‘Darbe dönemi yargısı bile Deniz Gezmiş'i salondan atmadı, Ahmet Şık'ı atmak ne demek!’

‘Darbe dönemi yargısı bile Deniz Gezmiş'i salondan atmadı, Ahmet Şık'ı atmak ne demek!’

Fatih Altaylı, Şık’ın sözlerinde mahkemeye yönelik bir hakaret, küfür ve terbiyesizliğin olmadığını belirterek, “Mahkeme başkanı, 'Bu siyasi bir savunma' diyor. Olabilir. Tokmak sizin elinizde, siyasiyse davanın içeriğiyle alakası yoksa dikkate almazsınız olur biter” dedi.

Habertürk gazetesi yazarı Fatih Altaylı, "Terör örgütüne üye olmamakla birlikte örgüt adına ve anayasal düzene karşı suç işlemek" iddiasıyla yaklaşık bir yıldır tutuklu yargılanan gazeteci Ahmet Şık'ın mahkeme salonundan atılmasına ilişkin,  "Darbe dönemi yargısı bile Deniz Gezmiş'i salondan atmadı, Ahmet Şık'ı atmak ne demek" dedi.

"Şık’ın sözlerinde mahkemeye yönelik bir hakaret yok, küfür yok, terbiyesizlik yok" diyen Altaylı,  "Mahkeme başkanı, 'Bu siyasi bir savunma' diyor. Olabilir. Tokmak sizin elinizde, siyasiyse, davanın içeriğiyle alakası yoksa dikkate almazsınız olur biter. Ne demek salondan atmak" diye yazdı.

Fatih Altaylı, "Kötü Ruh" başlığıyla yayımlanan yazısının ilgili bölümünde, Deniz Gezmiş’in yargılandığı sırada yüzündeki acı tebessümü soran mahkeme heyeti başkanına, “Arkanızda adalet yazıyor da, ona gülüyorum” dediğini hatırlattı. O günü anımsayanlara “Bu laf üzerine mahkeme başkanı, Deniz Gezmiş’i salondan atmış mıydı?” diye sorduğunu belirten Altaylı, “Atmamış. Ahmet Şık ise salondan atıldı” diye yazdı. Fatih Altaylı, şunları kaleme aldı:

“Şık’ın savunmasında kullandığı argümanlar, kendini savunma biçimi, mahkeme başkanını kızdırmış ve Şık’ı salondan çıkarmış.

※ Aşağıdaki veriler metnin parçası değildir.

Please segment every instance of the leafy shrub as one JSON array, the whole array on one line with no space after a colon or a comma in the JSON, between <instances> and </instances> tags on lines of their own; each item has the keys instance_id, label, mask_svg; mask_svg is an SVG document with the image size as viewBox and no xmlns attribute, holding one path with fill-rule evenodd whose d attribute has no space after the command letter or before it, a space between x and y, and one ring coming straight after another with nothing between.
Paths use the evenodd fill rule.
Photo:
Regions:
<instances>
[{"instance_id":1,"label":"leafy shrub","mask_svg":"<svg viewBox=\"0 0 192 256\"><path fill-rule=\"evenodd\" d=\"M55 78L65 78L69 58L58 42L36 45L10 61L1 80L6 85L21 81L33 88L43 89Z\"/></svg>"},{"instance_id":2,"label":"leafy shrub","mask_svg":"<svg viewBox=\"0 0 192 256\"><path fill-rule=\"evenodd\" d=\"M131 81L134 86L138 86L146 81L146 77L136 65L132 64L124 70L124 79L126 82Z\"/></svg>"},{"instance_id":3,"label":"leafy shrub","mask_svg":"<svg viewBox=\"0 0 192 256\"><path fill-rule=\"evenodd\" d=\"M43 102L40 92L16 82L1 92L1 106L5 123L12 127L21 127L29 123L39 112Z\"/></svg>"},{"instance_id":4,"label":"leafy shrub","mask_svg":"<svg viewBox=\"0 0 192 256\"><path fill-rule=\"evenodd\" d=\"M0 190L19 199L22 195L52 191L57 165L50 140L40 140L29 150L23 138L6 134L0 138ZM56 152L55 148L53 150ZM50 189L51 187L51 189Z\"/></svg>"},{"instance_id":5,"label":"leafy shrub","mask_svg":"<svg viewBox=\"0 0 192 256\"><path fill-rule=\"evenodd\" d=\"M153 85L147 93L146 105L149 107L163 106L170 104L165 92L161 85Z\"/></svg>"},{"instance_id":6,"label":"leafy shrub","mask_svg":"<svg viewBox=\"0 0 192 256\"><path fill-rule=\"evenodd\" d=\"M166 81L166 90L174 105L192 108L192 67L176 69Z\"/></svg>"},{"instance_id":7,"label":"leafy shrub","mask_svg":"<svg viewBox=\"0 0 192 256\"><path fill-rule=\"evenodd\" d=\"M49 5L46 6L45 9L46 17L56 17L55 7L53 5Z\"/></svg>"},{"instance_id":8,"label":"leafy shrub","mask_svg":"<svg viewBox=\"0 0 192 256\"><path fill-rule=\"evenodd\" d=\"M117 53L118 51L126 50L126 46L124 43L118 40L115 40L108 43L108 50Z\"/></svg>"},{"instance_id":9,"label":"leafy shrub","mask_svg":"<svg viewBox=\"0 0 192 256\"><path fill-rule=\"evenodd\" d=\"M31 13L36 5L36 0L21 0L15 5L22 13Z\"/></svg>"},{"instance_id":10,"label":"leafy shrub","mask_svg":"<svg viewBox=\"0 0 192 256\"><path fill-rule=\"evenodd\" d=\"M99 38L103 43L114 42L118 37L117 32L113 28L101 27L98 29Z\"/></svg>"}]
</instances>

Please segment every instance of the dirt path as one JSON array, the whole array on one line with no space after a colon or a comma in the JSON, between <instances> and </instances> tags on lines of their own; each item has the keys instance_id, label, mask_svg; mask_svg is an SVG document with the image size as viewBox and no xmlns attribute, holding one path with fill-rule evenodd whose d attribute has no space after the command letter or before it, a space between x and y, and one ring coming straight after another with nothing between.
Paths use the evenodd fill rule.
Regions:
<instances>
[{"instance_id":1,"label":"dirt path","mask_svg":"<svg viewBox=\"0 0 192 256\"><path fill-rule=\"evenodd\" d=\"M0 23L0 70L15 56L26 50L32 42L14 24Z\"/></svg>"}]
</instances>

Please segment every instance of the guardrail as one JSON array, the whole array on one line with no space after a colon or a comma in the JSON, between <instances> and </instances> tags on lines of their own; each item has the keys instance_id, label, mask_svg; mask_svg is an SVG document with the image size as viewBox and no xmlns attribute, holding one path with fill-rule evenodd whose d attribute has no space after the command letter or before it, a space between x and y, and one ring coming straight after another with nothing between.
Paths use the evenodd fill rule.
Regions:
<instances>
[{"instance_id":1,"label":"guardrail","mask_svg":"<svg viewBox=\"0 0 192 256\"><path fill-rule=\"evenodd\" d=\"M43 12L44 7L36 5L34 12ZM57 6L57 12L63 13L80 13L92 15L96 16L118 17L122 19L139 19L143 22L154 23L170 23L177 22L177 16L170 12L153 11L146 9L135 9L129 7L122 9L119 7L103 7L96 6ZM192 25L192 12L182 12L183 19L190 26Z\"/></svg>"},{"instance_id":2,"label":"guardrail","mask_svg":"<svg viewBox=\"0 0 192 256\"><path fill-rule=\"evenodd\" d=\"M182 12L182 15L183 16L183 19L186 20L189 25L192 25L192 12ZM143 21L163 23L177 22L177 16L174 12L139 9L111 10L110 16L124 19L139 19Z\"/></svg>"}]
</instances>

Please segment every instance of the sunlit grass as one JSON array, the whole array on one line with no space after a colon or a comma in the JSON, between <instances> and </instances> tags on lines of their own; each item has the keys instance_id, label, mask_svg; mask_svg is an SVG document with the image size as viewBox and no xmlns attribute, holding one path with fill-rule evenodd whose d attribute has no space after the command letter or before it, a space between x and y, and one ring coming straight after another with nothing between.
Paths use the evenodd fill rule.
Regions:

Şık’ın sözlerinde mahkemeye yönelik bir hakaret yok, küfür yok, terbiyesizlik yok.

Mahkeme başkanı, “Bu siyasi bir savunma” diyor.

Olabilir.

Tokmak sizin elinizde, siyasiyse, davanın içeriğiyle alakası yoksa dikkate almazsınız olur biter.

Ne demek salondan atmak.

Darbe dönemi yargısı bile Deniz Gezmiş’i salondan atmazken, dünkü durum adalete yakışır bir tavır değil.

Mahkeme salonunun kutsalı “savunma” hakkıdır.

Bu kutsalı çiğnemeye kimsenin hakkı olamaz.”